In Orange, Tex., 35-year-old laborer Jay Breed lives next to a dumping ground littered with tires and other trash, where a nonprofit developer was supposed to build 50 houses for the poor. Five years later, with $140,000 in HUD money gone, no homes have gone up.
“It’s a wasteland,” Breed said.
The Post examined every major project currently funded under the HUD program, analyzing a database of 5,100 projects worth $3.2 billion, studying more than 600 satellite images and collecting information from 165 housing agencies nationwide.
The yearlong investigation uncovered a dysfunctional system that delivers billions of dollars to local housing agencies with few rules, safeguards or even a reliable way to track projects. The lapses have led to widespread misspending and delays in a two-decade-old program meant to deliver decent housing to the working poor.

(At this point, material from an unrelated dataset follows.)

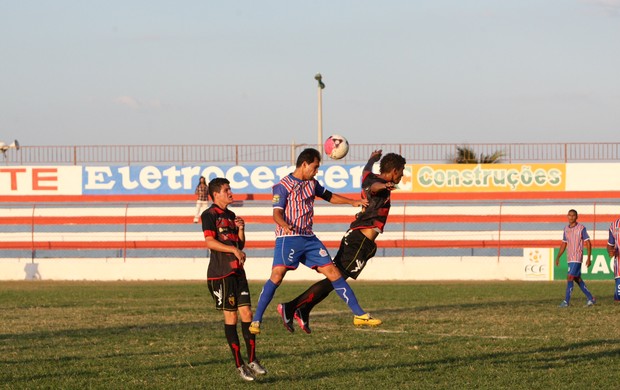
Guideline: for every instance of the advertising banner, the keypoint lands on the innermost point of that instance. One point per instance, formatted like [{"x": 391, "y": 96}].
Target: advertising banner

The Post found breakdowns at every level:
• Local housing agencies have doled out millions to troubled developers, including novice builders, fledgling nonprofits and groups accused of fraud or delivering shoddy work.
• Checks were cut even when projects were still on the drawing boards, without land, financing or permits to move forward. In at least 55 cases, developers drew HUD money but left behind only barren lots.
• Overall, nearly one in seven projects shows signs of significant delay. Time and again, housing agencies failed to cancel bad deals or alert HUD when projects foundered.